Cependant, deux autres facteurs méritent une attention particulière. Le premier est l’incapacité ou la réticence de la droite brésilienne à protéger Bolsonaro. Le Brésil étant un système multipartite, il ne possède pas d’équivalent au Parti républicain américain. Alors que le Sénat contrôlé par les républicains a acquitté Trump à deux reprises après ses destitutions, permettant ainsi à son agenda illibéral de se poursuivre, la droite brésilienne s’avère fragmentée.

Après l’annonce des résultats des élections de 2022, certains des plus fervents partisans de Bolsonaro, y compris l’ancien président de la Chambre des députés Arthur Lira, ont rapidement reconnu la victoire de Lula. Lira a déclaré que « la volonté de la majorité, telle qu’exprimée dans les sondages, ne peut jamais être contestée. » Bien que de nombreux membres de la droite aient critiqué la mise en examen, qu’ils considèrent comme un excès judiciaire, certains politiciens conservateurs, comme le gouverneur de São Paulo Tarcísio de Freitas, semblent prêts à tourner la page sur Bolsonaro.

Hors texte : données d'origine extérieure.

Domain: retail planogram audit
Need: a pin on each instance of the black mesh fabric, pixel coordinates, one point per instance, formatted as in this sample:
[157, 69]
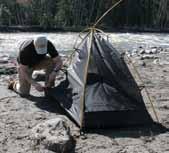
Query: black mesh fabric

Le second facteur est la mobilisation robuste de la société civile brésilienne, qui englobe des partis politiques d’opposition, des syndicats, des organisations de défense des droits humains, des associations professionnelles comme l’Ordre des avocats du Brésil, de grands journaux, des groupes LGBTQ, des responsables d’universités et d’institutions culturelles, ainsi que la Conférence brésilienne des évêques. Ces groupes ont dénoncé les fausses allégations de Bolsonaro sur une élection volée, tout en plaidant pour sa responsabilité dans la mise en danger de la démocratie.

Les données d’opinion publique reflètent les résultats du travail de la société civile. Un sondage effectué entre le 11 et le 12 septembre par la société de sondage brésilienne Datafolha a révélé qu’une majorité soutenait la décision de la Cour suprême de poursuivre Bolsonaro, y compris une décision antérieure le plaçant sous assignation à résidence par crainte qu’il ne s’échappe du Brésil.

Il est courant au Brésil d’entendre des inquiétudes selon lesquelles les tribunaux sont devenus trop puissants, ce qui pourrait poser un problème pour la démocratie. La peine de Bolsonaro a également été critiquée comme étant excessive, ses avocats ayant annoncé leur intention de faire appel. Comme l’a souligné le journal libéral Folha de S. Paulo dans un éditorial : « Condamnation juste, peine élevée. » Ces débats appartiennent à un autre jour. Pour l’heure, il est important de marquer une pause et d’apprécier ce qu’a accompli le Brésil.

Il est clair que l’essentiel du mérite revient aux efforts des Brésiliens depuis la transition vers la démocratie pour renforcer leurs institutions judiciaires. Cependant, les États-Unis ont également joué un rôle. Depuis la fin de la guerre froide, les efforts américains de promotion de la démocratie au Brésil et en Amérique latine — sous les administrations démocrates et républicaines — ont cherché à renforcer les tribunaux et à défendre l’état de droit.

Au moins au Brésil, la plus grande démocratie d’Amérique latine, ces efforts ont porté leurs fruits.